Yesterday, the U.S. Supreme Court unanimously ruled that corporations have no personal privacy rights so far as the Freedom of Information Act goes. But many writing about the case seem to misunderstand the real issues at play and the ultimate significance of the ruling.

The case of FCC v. AT&T (T) centered on whether AT&T could prevent disclosure of information to CompTel, a trade association of rivals, as "an unwarranted invasion of personal privacy." Because the Court ruled last year in Citizens United v. Federal Election Commission that corporate free speech rights trumped limits on political campaign donations, many assumed that yesterday's ruling would continue a trend of expanding the concept of corporate personhood. Some suggested that AT&T wanted to hide bad behavior.
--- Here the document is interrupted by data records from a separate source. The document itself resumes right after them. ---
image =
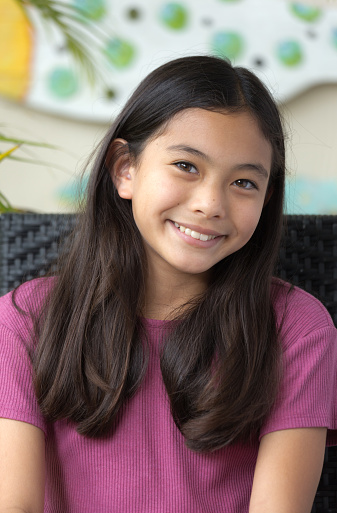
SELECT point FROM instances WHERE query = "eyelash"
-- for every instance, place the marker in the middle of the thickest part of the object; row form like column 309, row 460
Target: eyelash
column 252, row 184
column 182, row 163
column 187, row 164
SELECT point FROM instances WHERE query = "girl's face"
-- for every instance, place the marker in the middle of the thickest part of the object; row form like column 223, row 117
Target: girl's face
column 198, row 189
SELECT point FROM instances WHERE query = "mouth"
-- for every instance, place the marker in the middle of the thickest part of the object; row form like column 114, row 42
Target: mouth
column 194, row 234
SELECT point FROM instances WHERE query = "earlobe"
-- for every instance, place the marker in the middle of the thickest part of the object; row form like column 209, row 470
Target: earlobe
column 269, row 194
column 121, row 169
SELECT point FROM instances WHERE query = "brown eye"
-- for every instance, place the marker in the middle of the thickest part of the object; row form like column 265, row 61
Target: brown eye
column 186, row 166
column 245, row 184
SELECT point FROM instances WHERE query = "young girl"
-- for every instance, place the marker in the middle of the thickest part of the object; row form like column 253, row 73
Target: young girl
column 164, row 369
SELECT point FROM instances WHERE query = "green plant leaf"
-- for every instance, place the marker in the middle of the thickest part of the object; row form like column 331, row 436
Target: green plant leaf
column 7, row 153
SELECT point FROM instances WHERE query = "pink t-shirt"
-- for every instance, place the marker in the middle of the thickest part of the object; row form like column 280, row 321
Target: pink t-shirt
column 145, row 467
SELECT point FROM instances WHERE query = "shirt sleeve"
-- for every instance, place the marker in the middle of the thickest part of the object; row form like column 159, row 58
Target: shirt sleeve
column 308, row 390
column 17, row 395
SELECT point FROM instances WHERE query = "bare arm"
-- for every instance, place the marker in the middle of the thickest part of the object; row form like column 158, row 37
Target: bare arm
column 21, row 467
column 287, row 471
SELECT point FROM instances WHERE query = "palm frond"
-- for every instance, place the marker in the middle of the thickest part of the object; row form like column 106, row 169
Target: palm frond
column 81, row 35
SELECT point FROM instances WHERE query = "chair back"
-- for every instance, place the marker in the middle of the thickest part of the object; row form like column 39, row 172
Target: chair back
column 29, row 245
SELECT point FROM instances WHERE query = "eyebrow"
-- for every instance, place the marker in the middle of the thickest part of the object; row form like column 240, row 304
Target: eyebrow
column 257, row 167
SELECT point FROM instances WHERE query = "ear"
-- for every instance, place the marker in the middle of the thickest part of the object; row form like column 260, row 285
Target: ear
column 269, row 194
column 121, row 170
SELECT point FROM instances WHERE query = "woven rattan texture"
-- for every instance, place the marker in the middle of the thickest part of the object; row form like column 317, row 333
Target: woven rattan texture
column 29, row 244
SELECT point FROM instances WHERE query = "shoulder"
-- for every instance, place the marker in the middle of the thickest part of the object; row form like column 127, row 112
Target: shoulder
column 298, row 313
column 19, row 307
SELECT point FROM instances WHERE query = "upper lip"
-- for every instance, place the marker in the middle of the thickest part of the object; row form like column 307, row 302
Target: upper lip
column 199, row 229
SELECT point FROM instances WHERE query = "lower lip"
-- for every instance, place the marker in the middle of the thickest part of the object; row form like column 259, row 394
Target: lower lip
column 197, row 243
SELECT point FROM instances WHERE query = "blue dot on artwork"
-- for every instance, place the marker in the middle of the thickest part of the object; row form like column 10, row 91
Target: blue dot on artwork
column 63, row 83
column 119, row 52
column 227, row 44
column 174, row 16
column 290, row 53
column 311, row 196
column 305, row 12
column 91, row 9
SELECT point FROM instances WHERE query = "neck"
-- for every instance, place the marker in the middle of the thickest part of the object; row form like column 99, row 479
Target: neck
column 166, row 294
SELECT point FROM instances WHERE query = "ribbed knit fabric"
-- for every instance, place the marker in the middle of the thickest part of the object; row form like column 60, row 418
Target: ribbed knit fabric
column 144, row 466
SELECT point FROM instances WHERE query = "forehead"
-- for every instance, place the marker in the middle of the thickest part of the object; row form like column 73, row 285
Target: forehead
column 218, row 133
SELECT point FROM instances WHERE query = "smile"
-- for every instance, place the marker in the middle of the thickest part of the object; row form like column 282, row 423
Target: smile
column 194, row 234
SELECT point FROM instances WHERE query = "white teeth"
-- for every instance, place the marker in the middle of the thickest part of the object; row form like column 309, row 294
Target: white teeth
column 194, row 234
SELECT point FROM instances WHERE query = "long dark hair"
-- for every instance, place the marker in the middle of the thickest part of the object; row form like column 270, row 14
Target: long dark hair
column 220, row 363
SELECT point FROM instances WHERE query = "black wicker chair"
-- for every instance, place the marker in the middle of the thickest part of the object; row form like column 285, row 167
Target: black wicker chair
column 308, row 258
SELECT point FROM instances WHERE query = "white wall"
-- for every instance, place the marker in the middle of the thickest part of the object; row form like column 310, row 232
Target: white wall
column 311, row 123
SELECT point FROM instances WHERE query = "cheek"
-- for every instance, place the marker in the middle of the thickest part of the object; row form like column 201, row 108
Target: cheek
column 248, row 218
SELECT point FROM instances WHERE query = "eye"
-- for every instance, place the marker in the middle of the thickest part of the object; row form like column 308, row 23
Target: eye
column 186, row 166
column 245, row 184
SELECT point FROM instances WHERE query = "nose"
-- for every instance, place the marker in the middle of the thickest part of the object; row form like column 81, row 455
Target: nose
column 209, row 200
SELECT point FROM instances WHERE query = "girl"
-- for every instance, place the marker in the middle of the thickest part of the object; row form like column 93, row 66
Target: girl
column 164, row 369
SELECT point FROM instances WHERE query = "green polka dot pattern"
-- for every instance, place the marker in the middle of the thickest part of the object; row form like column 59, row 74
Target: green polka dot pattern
column 227, row 44
column 174, row 16
column 120, row 52
column 63, row 83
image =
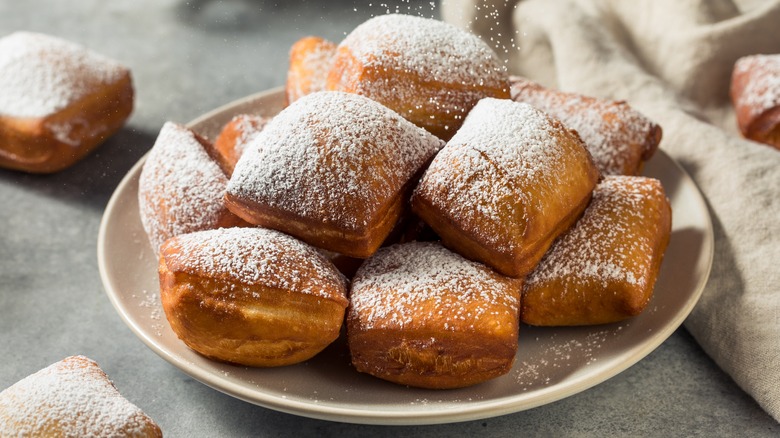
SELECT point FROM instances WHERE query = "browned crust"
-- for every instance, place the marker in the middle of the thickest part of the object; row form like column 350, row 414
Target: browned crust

FOIA as a competitive intelligence tool
The Court focused specifically on whether Congress had intended such an interpretation in 5 U. S. C. §552(b)(7)(C), the statute authorizing the Freedom of Information Act. According to a discussion I had with Jaime Bianchi, a litigation partner with White & Case and an expert on data privacy, the potential problem for companies is not whether the press or some special interest group would get hold of embarrassing information, but that competitors might gain business information.

A company being investigated by a federal agency "invariably gives lots of information." Much of the information that would be uninteresting to a critical public could give a competitor critical insight into what the company was doing.
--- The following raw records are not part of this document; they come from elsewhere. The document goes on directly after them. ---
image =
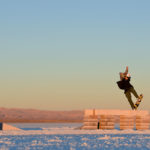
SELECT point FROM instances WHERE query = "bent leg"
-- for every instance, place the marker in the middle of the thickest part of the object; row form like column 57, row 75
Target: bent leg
column 134, row 92
column 128, row 95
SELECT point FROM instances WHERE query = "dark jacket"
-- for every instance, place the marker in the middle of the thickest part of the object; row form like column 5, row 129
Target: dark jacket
column 124, row 84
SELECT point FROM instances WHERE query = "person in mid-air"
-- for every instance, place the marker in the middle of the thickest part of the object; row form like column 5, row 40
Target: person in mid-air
column 124, row 84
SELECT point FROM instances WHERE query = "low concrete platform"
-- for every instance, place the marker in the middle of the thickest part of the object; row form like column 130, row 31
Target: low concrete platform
column 5, row 127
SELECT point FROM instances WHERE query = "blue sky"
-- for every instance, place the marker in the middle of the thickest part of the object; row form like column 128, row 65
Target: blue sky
column 62, row 55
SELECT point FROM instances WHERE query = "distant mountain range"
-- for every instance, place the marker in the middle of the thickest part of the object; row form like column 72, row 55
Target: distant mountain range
column 33, row 115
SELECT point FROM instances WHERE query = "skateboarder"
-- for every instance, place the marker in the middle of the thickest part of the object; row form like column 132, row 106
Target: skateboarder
column 124, row 84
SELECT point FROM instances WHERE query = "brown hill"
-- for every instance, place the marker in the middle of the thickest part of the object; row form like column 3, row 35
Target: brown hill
column 33, row 115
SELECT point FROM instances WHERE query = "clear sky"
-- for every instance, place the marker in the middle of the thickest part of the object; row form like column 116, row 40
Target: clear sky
column 66, row 55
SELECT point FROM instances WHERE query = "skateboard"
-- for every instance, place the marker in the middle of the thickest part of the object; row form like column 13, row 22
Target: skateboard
column 136, row 105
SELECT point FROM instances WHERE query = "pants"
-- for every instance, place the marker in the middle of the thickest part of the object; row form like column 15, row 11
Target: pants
column 128, row 95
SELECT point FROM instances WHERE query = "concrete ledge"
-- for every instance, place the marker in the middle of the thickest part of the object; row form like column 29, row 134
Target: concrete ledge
column 89, row 112
column 6, row 127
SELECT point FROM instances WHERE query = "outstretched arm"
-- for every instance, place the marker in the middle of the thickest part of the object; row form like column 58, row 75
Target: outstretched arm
column 123, row 74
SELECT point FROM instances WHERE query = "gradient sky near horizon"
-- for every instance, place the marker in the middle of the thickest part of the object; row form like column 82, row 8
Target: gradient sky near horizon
column 66, row 55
There are trade secret limitations to FOIA requests, but "confidential business information is usually in the eye of the beholder," says Bianchi, and a government agency might decide that something the company sees as sensitive actually isn't. "Having talked with regulators, I can tell you that they draw [confidential information exclusions] narrowly."

According to Bianchi, if negotiation with the agency doesn't resolve satisfactorily resolve the issue, the company must get to court and seek a protective order to declare sensitive information proprietary and to prevent its release to competitors.